そんなファッジョがタリスに怯えているのがどうも不思議な感じがする。
確かにタリスは強いが、ファッジョの怯え方は異常だ。
「そんなにタリスさんが怖いのですか?」
「怖い、怖い。だってあの人、昔、名無しの街の奴ら皆のしちまったんだぜ?」
「名無しの街?」
そんなことも知らないのかと、ファッジョは呆れる。
先ほど、アリシヤ達が行った場所、あの場所のことを名無し街というらしい。
地図には載っているが、通りや場所に名前がない。
だから名無しの街という。
「名無しの街っちゃあ荒くれ者の住む地区だ。そこに住む荒くれ者たちをたった十歳ほどのガキが全員ぶちのめしたんだぜ?」
「え」
ファッジョがぶるりと身を震わせる。
「しかもあの頃のタリスさんほんと見境なくて、自分が悪だと断定したものにはそりゃむごい仕打ちを―」
「へえ、面白そうな話をしてるじゃねぇか」
低い声に振り返ると、オルキデアの一階の窓が開いて、タリスが覗いている。
「ひっ!た、タリスさん!?そ、それじゃあオレはこれで!!」
ファッジョが脱兎のごとくかけていった。
それを見送ると、タリスが窓から消える。
と、オルキデアの扉が開く。
「アリシヤちゃん。お入り」
タリスに促されるまま、アリシヤは扉をくぐり、家の中に入った。
タリスが扉の鍵を閉める。
そのまま動かない。
不審に思いアリシヤはその顔をのぞき込む。
「タリスさん?―!」
唐突に手を引かれ、扉を背にタリスと向かい合う形になる。
近い。
アリシヤは息を呑む。
「タリスさん…?」
「アリシヤちゃん」
タリスの声が耳元で響く。
薄暗い部屋。
なぜか心拍数が上がっているのを感じる。
「今日、見たこと聞いたことは忘れてね。

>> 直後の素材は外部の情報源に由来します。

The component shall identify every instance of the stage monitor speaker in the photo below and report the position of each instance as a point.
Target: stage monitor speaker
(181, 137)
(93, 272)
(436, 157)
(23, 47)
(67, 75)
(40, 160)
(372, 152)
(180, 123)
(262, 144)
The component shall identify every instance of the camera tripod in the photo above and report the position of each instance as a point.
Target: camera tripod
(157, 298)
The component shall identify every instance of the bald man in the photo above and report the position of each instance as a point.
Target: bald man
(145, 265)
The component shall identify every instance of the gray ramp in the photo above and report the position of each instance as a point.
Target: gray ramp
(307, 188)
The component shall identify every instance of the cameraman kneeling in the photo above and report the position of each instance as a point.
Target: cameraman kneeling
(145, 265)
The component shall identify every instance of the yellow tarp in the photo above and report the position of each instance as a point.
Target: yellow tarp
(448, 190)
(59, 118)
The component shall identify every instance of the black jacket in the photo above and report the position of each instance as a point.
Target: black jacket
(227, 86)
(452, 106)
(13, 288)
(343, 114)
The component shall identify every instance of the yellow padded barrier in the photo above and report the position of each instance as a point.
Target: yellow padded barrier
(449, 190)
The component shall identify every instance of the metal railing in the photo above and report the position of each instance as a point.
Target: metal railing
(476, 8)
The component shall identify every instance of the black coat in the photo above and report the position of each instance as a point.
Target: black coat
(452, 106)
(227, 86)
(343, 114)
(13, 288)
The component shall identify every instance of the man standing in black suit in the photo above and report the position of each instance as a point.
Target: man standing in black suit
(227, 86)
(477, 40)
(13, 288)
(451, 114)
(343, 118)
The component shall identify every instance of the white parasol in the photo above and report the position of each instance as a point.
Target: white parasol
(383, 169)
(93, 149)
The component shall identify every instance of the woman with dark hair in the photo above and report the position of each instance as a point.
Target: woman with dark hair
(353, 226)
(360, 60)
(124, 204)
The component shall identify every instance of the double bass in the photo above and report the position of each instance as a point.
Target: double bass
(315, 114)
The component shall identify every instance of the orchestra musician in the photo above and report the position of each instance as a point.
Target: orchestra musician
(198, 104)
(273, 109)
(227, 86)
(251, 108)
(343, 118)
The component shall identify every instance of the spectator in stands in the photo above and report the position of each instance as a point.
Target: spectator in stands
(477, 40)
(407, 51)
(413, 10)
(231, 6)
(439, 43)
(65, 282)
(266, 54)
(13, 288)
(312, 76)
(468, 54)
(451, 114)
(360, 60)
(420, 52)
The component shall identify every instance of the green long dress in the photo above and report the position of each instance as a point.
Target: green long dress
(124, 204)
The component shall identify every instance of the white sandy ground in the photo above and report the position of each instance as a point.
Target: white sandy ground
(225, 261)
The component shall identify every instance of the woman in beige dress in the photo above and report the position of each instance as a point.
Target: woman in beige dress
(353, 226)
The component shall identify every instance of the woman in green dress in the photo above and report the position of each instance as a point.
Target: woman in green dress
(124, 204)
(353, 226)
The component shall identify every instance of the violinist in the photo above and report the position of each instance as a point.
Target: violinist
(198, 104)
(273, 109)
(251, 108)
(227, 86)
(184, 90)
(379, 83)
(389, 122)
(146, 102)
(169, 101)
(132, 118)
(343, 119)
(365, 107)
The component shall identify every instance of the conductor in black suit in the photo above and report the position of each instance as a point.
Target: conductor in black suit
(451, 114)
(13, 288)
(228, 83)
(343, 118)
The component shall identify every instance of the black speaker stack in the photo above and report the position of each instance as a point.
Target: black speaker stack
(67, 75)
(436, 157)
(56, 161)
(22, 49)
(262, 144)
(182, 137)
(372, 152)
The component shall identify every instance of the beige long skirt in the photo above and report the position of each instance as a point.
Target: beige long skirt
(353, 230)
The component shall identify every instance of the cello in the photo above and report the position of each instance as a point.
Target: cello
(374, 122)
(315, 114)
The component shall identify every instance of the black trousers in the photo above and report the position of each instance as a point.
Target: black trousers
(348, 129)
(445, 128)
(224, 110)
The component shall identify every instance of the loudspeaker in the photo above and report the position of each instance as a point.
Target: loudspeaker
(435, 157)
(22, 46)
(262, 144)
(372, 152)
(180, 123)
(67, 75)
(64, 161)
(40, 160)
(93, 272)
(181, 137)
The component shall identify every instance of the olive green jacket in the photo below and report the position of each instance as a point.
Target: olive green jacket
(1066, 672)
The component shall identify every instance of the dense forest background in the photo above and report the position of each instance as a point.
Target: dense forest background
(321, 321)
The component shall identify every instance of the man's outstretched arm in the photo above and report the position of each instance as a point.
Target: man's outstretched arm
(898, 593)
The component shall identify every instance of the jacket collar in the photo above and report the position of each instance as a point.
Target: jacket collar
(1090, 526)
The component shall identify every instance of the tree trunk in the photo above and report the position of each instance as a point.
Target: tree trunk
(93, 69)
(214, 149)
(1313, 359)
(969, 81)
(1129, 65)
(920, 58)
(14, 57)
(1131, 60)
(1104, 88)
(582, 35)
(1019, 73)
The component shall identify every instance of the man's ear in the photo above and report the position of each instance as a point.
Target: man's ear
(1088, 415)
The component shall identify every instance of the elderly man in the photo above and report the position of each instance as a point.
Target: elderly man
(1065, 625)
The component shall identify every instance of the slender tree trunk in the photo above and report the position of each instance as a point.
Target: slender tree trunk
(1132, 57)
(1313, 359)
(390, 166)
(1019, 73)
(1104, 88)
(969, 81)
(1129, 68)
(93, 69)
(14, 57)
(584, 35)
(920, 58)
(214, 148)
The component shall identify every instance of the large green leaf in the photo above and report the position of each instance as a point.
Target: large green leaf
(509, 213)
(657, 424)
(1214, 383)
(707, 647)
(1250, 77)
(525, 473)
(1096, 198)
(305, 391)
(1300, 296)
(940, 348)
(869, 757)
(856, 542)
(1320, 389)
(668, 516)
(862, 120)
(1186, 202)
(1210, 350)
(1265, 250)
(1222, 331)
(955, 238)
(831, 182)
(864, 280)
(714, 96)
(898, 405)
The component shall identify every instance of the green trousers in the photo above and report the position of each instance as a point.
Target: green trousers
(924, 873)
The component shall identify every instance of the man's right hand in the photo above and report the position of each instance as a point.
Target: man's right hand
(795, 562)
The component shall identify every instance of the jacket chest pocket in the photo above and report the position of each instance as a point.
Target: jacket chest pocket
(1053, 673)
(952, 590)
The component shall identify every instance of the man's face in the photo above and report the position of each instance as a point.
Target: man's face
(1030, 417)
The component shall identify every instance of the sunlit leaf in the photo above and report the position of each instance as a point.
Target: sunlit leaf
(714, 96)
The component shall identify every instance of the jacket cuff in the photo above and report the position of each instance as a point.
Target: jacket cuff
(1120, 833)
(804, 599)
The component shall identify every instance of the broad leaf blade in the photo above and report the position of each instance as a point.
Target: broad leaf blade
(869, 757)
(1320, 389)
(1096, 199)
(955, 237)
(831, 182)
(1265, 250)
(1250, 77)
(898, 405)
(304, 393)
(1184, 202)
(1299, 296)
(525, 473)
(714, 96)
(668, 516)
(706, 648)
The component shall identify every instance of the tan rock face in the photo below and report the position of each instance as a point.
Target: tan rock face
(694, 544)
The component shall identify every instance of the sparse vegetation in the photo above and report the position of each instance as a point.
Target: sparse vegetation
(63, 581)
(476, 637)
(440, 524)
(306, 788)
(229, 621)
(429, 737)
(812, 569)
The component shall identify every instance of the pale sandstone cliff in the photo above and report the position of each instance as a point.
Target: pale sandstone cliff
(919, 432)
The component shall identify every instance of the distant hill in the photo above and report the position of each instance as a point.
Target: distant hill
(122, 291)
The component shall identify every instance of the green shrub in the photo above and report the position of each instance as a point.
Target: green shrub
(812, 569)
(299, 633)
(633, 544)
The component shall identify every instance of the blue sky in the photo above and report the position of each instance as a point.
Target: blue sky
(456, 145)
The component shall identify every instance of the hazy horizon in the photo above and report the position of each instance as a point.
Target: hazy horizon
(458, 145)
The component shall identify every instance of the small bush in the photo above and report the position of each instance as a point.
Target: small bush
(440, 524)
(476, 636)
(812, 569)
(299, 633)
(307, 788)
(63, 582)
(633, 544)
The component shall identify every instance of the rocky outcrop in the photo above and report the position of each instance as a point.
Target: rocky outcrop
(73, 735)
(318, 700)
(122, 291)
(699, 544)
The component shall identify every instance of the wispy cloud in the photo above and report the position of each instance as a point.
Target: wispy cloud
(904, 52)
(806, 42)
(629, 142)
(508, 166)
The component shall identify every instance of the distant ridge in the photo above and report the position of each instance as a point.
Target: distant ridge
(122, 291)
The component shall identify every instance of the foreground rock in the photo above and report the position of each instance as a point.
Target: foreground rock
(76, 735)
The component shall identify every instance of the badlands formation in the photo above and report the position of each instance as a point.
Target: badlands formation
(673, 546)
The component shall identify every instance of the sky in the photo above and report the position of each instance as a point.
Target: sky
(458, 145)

いい?」
普段は聞かないような甘い声。
握られた手が引かれ、体が触れ合う。
なんだか怖い。
アリシヤはきゅっと目をつぶり、震える声で答える。
「いや、です」
アリシヤは目を閉じたまま、思いきりタリスに向かって頭を打ち付けた。
頭突きである。
「痛っ!?」
タリスの手が離れる。
アリシヤは、目を開き、勢いよくタリスから離れる。
「嬉しかったから、や!です!」
「え」
「嬉しかったんです。タリスさんの言ってくれた言葉が。知らない一面を知れたことが」
アリシヤは、頭を押さえるタリスに向かって叫ぶ。
「忘れなんかしませんからね!」
タリスの呆然とした顔を一瞥すると、アリシヤは二階の自室に駆け込む。
なんだか分からないが腹が立った。
アリシヤは今更痛み出した頭を押さえる。
アリシヤはコートを脱ぎ、ベッドに倒れこむ。
まだ、心臓がバクバクと音を立てている。
アリシヤにはその理由が分からない。
明け方が近づいてきているようだ。
外はどことなく明るい。
「なんだかなぁ」
アリシヤは呟いて目を閉じた。
目に浮かぶのは夜中に見た悪夢ではない。
今夜の出来事だ。
それは名無し街の事だったり、ラナ爺やファッジョの事だったり、タリスの事だったり。
顔を赤くし、時折、じたばたと寝返りを打ちながらも、夜が明けるころにはアリシヤは眠りについていた。